Output ‘likely’ to show sharp slowdown


    PHILIPPINE factory output likely slackened to post a mere 5.5 percent increase in February, compared with a rapid 34.3 percent growth in January, the economic research arm of Moody’s Investors Service said.

    From a year earlier, however, factory output in February likely recovered from negative growth of 2.1 percent, Moody’s Analytics said.

    “Philippine industrial production likely expanded 5.5 percent in February, following January’s astronomical 34.3 percent,” Moody’s Analytics said in a weekly outlook, ahead of the release of official data by the Philippine Statistics Authority (PSA) on Tuesday.

    The research firm did not, however, address manufacturing value, which expanded 26.5 percent in January, a reversal of a 1.1 percent decline in the same month a year earlier, according to data from the PSA.
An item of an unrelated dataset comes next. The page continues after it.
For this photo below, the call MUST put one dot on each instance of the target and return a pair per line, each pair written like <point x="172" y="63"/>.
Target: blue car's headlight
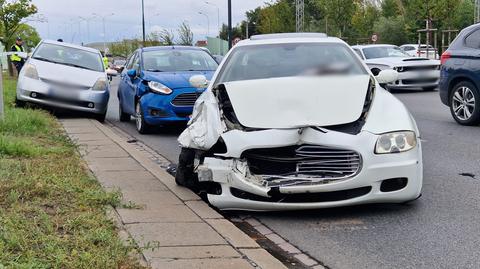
<point x="158" y="87"/>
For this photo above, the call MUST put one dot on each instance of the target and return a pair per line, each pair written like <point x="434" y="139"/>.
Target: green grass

    Moody’s Analytics pointed out that the Philippines is set to have one of the best performing economies in the region again in 2016.

    “Food production is expected to grow strongly in the coming months, as negative effects a severe El Niño had on crop production start to dissipate,” it added.
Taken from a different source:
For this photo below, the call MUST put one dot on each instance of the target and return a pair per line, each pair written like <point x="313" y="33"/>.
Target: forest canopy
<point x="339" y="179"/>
    Manufacturing output as measured by the Volume of Production Index (VoPI) grew 34.3 percent in January from 5.0 percent in December.

    The expansion was attributed to robust demand and improvements in eight out of 20 major industries: Chemical products, tobacco products, machinery except electrical, food manufacturing, electrical machinery, beverages, rubber and plastic products, and footwear and wearing apparel.
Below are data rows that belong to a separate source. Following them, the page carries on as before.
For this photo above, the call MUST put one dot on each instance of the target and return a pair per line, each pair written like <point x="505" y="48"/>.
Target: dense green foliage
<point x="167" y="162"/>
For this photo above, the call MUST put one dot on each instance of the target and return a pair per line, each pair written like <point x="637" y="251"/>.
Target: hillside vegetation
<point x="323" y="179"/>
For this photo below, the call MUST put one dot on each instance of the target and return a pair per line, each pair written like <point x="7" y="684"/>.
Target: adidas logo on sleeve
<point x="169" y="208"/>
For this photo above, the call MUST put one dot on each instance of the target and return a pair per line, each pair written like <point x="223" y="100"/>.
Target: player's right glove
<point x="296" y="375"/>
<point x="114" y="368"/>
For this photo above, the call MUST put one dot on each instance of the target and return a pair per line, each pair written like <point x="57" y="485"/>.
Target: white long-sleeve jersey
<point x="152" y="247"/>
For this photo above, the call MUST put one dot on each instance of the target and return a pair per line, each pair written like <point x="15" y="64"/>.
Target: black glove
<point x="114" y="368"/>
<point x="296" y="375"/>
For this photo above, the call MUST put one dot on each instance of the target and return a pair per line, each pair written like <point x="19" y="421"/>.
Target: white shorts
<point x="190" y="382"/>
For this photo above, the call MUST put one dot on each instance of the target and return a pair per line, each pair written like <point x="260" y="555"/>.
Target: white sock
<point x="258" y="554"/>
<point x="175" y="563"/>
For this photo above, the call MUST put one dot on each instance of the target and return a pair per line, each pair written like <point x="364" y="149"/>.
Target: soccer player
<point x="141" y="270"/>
    In a separate report on the VoPI following the release of the January data, the National Economic Development Authority (NEDA) said the manufacturing sector is expected to grow more strongly in 2016, after managing only moderate growth in 2015 due to weak global demand and adverse weather conditions.

    The agency said a bullish business outlook is anticipated for the second quarter of 2016 on the back of higher election-related spending activities and the rollout of infrastructure projects.

    “Continued implementation of projects under the public-private partnership and stronger domestic demand during the summer season will further support the growth in manufacturing sector,” NEDA said.